School in Como, Western Australia

Penrhos College is an independent Uniting Church single-sex primary and secondary day and boarding school for girls, located in Como, a southern suburb of Perth, Western Australia.

Founded in 1952 as the Methodist Ladies' College, South Perth, Penrhos has a non-selective enrolment policy and currently caters for approximately 1,400 students from Kindergarten to Year 12, including 105 boarders in Years 7 to 12.

The college is affiliated with the Association of Heads of Independent Schools of Australia (AHISA), the Junior School Heads Association of Australia (JSHAA), the Australian Boarding Schools' Association (ABSA), the Alliance of Girls' Schools Australasia (AGSA), and is a member of the Independent Girls Schools Sports Association (IGSSA). The school takes pride in its 17 consecutive wins in the IGSSA athletics, and almost as many in the cross country and swimming events.

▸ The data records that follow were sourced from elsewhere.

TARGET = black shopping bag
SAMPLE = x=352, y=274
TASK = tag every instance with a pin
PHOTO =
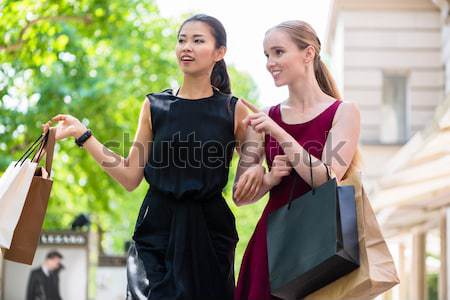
x=312, y=240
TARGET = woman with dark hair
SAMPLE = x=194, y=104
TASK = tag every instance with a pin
x=313, y=120
x=185, y=234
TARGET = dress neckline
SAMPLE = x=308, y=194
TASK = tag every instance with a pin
x=194, y=100
x=309, y=121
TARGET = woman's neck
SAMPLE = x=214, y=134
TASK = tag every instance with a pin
x=196, y=87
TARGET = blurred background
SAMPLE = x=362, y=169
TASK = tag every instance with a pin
x=97, y=59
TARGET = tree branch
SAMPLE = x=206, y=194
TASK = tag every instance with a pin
x=16, y=46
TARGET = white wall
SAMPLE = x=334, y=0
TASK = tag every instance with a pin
x=111, y=283
x=404, y=41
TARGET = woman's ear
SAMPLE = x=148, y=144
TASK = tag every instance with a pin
x=220, y=53
x=310, y=53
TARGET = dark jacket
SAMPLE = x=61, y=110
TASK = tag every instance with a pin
x=43, y=287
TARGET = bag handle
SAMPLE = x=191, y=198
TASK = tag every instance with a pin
x=30, y=150
x=291, y=193
x=48, y=148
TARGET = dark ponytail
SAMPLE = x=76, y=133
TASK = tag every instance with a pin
x=219, y=77
x=219, y=74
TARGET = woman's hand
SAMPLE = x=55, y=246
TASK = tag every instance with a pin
x=249, y=183
x=280, y=167
x=260, y=121
x=68, y=126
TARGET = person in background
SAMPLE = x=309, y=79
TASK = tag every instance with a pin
x=43, y=283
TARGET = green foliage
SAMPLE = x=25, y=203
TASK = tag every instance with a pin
x=95, y=60
x=433, y=286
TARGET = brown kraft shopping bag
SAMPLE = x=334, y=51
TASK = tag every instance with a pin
x=28, y=230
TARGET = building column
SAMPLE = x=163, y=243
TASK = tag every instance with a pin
x=443, y=280
x=418, y=284
x=403, y=273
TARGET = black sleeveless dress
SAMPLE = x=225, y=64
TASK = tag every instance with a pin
x=185, y=235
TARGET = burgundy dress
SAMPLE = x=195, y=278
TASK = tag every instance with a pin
x=253, y=282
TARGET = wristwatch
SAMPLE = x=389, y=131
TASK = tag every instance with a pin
x=83, y=138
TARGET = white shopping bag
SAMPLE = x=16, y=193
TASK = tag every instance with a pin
x=14, y=186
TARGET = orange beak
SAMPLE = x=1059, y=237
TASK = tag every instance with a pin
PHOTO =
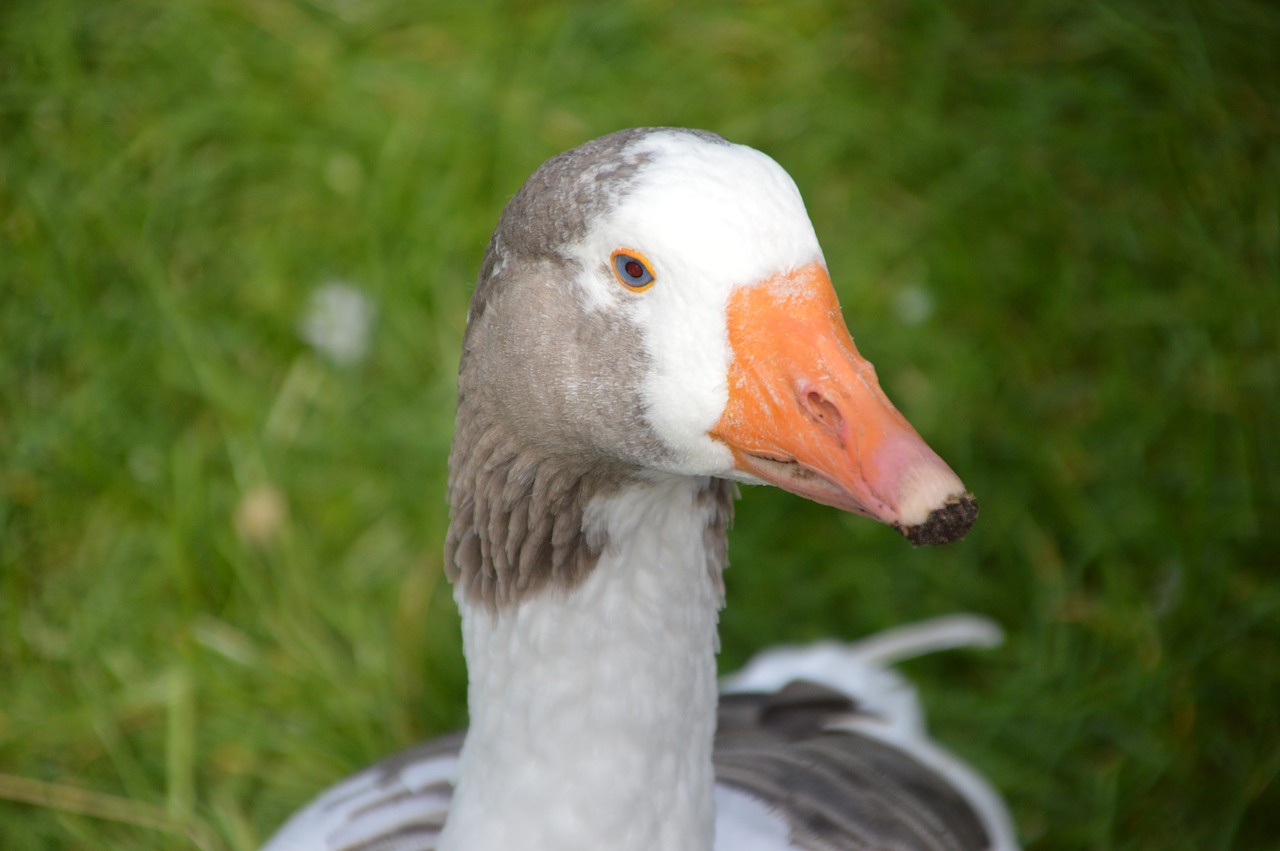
x=807, y=413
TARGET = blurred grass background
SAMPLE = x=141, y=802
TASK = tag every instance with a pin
x=1056, y=230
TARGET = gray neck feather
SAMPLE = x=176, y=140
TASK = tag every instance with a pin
x=549, y=392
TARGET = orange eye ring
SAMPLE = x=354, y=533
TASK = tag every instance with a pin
x=631, y=269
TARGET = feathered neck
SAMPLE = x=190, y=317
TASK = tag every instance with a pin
x=593, y=703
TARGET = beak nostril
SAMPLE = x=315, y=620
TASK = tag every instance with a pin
x=823, y=412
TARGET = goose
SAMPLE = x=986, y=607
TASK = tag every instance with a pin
x=654, y=325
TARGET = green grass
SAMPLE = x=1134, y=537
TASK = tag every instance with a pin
x=1087, y=195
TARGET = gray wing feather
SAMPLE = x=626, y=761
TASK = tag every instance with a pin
x=809, y=754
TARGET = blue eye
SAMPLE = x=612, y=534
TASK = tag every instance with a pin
x=631, y=270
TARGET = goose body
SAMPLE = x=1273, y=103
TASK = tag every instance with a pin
x=654, y=323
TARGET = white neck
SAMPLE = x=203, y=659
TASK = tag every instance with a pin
x=593, y=710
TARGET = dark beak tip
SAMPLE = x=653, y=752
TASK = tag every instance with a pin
x=946, y=524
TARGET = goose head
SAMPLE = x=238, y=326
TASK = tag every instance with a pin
x=656, y=303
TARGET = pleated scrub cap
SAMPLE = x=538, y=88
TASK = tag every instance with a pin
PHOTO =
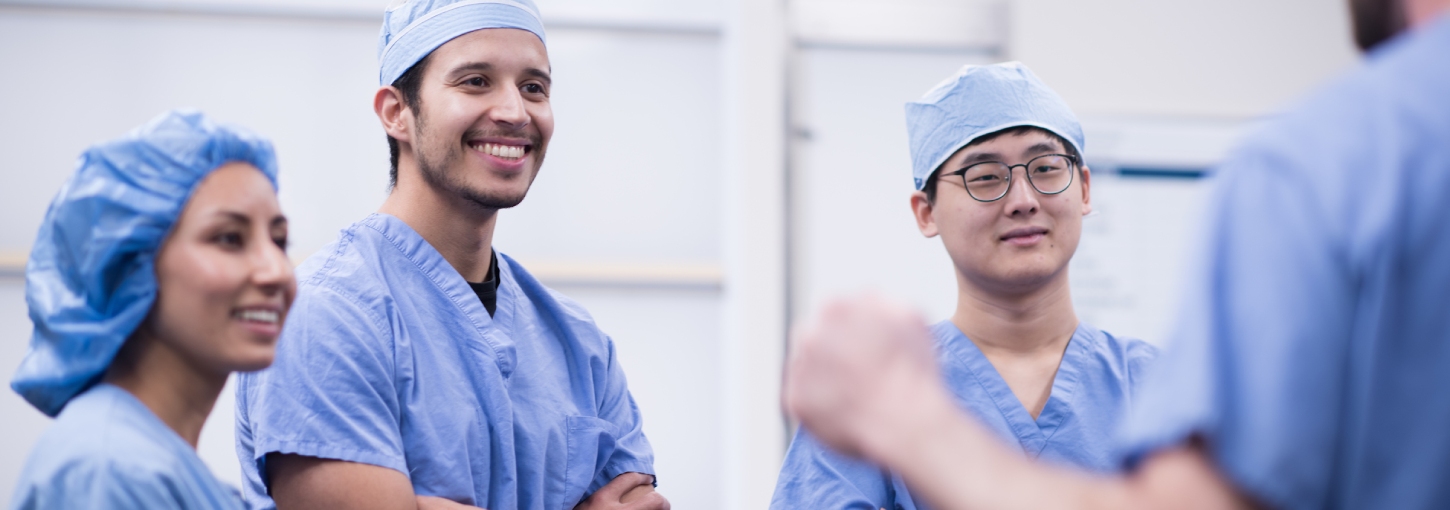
x=982, y=100
x=416, y=28
x=92, y=274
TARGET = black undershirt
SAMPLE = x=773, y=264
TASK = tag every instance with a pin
x=487, y=290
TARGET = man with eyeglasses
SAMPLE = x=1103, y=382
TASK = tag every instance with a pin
x=996, y=158
x=1310, y=364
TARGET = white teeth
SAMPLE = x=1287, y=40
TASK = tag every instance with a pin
x=266, y=316
x=502, y=151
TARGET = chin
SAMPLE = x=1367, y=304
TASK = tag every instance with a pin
x=251, y=358
x=253, y=364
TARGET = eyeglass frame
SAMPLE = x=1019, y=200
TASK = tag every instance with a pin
x=1072, y=162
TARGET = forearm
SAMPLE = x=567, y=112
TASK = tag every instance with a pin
x=954, y=464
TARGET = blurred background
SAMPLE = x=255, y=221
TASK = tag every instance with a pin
x=719, y=167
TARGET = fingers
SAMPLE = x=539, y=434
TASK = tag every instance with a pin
x=650, y=500
x=615, y=488
x=853, y=362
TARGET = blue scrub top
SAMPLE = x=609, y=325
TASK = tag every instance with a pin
x=1314, y=352
x=108, y=451
x=389, y=358
x=1092, y=391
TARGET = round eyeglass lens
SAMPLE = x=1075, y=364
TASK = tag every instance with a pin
x=1050, y=174
x=986, y=181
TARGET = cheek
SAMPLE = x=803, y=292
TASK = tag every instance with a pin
x=543, y=116
x=195, y=293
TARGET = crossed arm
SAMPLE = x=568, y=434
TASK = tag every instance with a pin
x=862, y=378
x=312, y=483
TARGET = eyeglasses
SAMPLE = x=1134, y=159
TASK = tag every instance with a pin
x=989, y=180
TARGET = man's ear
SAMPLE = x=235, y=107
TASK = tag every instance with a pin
x=393, y=113
x=921, y=209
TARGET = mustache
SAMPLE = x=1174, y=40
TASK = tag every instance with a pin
x=535, y=139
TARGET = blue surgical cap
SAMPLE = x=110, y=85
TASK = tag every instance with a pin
x=92, y=274
x=982, y=100
x=416, y=28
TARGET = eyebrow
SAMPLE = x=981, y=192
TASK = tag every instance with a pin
x=244, y=219
x=234, y=216
x=486, y=67
x=1040, y=148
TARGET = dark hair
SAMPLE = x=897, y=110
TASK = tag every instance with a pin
x=1017, y=131
x=1376, y=21
x=408, y=86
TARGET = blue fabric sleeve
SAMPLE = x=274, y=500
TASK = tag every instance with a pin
x=632, y=451
x=1260, y=349
x=102, y=484
x=331, y=391
x=815, y=477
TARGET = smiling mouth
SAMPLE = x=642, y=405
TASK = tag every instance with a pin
x=1021, y=233
x=258, y=316
x=509, y=152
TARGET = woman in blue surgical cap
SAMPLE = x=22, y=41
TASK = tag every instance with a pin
x=160, y=268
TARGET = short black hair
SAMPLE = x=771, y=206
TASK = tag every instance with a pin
x=1015, y=131
x=408, y=86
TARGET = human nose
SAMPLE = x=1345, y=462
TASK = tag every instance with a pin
x=509, y=109
x=1021, y=197
x=271, y=270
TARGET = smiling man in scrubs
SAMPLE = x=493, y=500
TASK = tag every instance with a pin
x=996, y=160
x=1310, y=365
x=419, y=361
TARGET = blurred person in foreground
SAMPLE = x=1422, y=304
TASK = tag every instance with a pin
x=1308, y=368
x=418, y=360
x=996, y=158
x=160, y=268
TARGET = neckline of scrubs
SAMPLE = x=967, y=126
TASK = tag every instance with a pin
x=492, y=328
x=1033, y=435
x=142, y=413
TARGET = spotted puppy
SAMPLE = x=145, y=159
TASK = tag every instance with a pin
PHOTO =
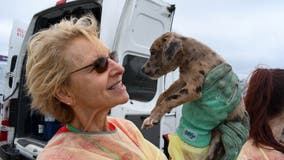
x=194, y=60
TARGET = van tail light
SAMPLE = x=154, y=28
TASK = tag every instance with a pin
x=60, y=2
x=4, y=130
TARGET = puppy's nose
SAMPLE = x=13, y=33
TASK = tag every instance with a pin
x=143, y=69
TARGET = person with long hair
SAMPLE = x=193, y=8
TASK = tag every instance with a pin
x=264, y=102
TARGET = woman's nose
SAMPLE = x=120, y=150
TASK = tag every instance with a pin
x=115, y=67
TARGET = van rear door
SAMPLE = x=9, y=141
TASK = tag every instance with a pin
x=141, y=22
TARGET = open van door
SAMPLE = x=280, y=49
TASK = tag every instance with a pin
x=141, y=22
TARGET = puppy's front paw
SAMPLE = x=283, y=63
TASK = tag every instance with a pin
x=148, y=123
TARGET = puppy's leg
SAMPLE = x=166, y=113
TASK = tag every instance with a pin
x=172, y=97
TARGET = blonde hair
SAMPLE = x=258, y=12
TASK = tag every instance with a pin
x=48, y=67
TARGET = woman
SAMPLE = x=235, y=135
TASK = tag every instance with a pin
x=265, y=104
x=73, y=76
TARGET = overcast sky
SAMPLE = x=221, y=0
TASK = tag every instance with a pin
x=245, y=33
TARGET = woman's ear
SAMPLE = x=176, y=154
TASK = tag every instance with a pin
x=64, y=96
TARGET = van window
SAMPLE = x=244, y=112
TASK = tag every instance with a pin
x=138, y=85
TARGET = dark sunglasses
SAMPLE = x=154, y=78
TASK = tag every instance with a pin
x=100, y=65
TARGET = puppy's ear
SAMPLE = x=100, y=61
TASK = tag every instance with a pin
x=174, y=46
x=64, y=96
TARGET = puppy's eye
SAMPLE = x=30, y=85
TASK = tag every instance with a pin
x=153, y=52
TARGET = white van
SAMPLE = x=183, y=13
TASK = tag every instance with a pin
x=126, y=26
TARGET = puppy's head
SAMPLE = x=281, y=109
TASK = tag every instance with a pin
x=166, y=52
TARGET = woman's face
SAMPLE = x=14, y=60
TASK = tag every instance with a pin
x=89, y=88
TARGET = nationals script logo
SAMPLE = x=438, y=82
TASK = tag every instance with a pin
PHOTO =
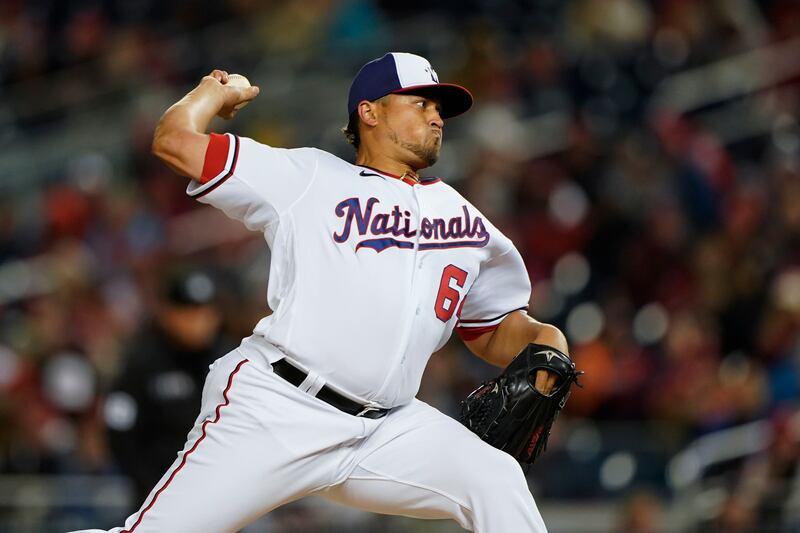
x=393, y=228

Penrhos College's brother school is Wesley College located in South Perth.

==History==
Penrhos College was established in 1952 as the Methodist Ladies' College, South Perth and was originally located on Angelo Street, South Perth across from the Perth Zoo. The school moved to its present site in Como, 6 km south of Perth, in 1971. The school was originally a subdivision of the Methodist Ladies' College, Claremont (1907), but both now operate independently. It educates from pre-kindergarten to year 12.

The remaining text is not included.